Maternal viral load dropped nearly one log at 2 days postpartum, but returned to baseline at 4 weeks. Plasma HIV-1 RNA was detected in two of the 39 infants at 3 days and was confirmed at 4 weeks postpartum. Both infections occurred in utero
There were no findings of genotypic viral resistance to ZDV, NVP, FTC, or TDF in mothers or infants. The investigators concluded that this combination is well-tolerated in women and newborns and that 7 days of postpartum therapy appeared to avoid NVP-resistance mutations and effectively suppress viral replication. No intrapartum HIV transmission was reported.

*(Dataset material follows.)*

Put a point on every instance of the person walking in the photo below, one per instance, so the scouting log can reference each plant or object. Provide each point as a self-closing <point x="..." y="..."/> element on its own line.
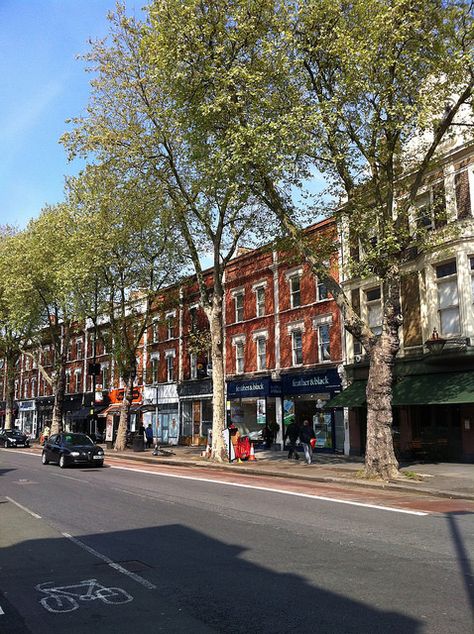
<point x="306" y="434"/>
<point x="291" y="434"/>
<point x="149" y="436"/>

In a tenofovir PK substudy, investigators found that 2 tablets of TDF/FTC given at the initiation of labour and thereafter at the normal once-daily dose for 7 days produced TDF concentrations similar to those of non-pregnant, HIV-infected individuals taking the normal dose of TDF 300mg and FTC 200 mg daily.
Absorption of TDF was faster and greater in those women who had a caesarean section. TDF had good placental transfer and neonatal plasma half-life was just over 8 hours, suggesting low concentration soon after delivery.
Administering TDF 13mg/kg to the infant as soon as possible after birth results in neonatal concentrations comparable to those seen in adults.